Ciclisti morti in Italia: nel 2021, 180 morti. 162 uomini e 18 donne
Il 26 luglio 2022 sono stati pubblicati i dati Istat relativi agli incidenti stradali del 2021: la situazione legata alla pandemia e le misure per contenerla hanno influenzato l’andamento dell’incidentalità stradale e della mobilità. Come sottolinea la nota che accompagna i dati: “Rispetto al 2020 gli incidenti e gli infortunati diminuiscono nei mesi di gennaio e febbraio e aumentano in misura consistente nel periodo marzo-giugno, per tornare a livelli molto vicini al periodo pre-pandemia nella seconda parte dell’anno”.
Prosegue la nota: “Nel 2021 sono 2.875 i morti in incidenti stradali in Italia (+20,0% rispetto all’anno precedente), 204.728 i feriti (+28,6%) e 151.875 gli incidenti stradali (+28,4%), valori tutti in crescita rispetto al 2020 ma ancora in diminuzione nel confronto con il 2019 (-9,4% vittime, -15,2% feriti e -11,8% incidenti). Le vittime entro le 24 ore sono 2.397 mentre si contano 478 deceduti dal secondo al trentesimo giorno dall’evento”.
Le vittime della strada: i numeri di una strage
A proposito delle persone che hanno perso la vita sulla strada: “Le vittime aumentano tra tutti gli utenti della strada rispetto al 2020, fatta eccezione per gli occupanti di autocarri, e diminuiscono rispetto al 2019. Se ne contano 169 tra gli utenti su mezzi pesanti (+44,4% e +23,4% rispetto a 2020 e 2019), 695 tra i motociclisti (+18,6%; -0,4%), 471 tra i pedoni (+15,2%; -11,8%), 1.192 tra gli occupanti di autovetture (+17,1%; -15,5), 67 tra i ciclomotoristi (+13,6%; -23,9%). Per biciclette e monopattini elettrici si registrano 229 vittime (+30,1% rispetto al 2020 e –9,5% rispetto al 2019)”.

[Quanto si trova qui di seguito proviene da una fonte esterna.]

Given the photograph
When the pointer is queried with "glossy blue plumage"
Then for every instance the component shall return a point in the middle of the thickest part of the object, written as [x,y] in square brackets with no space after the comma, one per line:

Numeri impietosi e preoccupanti. Il 16 febbraio è stato presentato nella Sala Nassirya del Senato il progetto di legge che ha come primo firmatario il senatore Marco Perosino “Disposizione in materia di tutela della sicurezza dei ciclisti”, ma per ora tutto ancora resta fermo. Speriamo che qualcosa si muova il più presto possibile. Il sangue versato sulle strade, per amore della bici, non può rimanere vano e merita giustizia.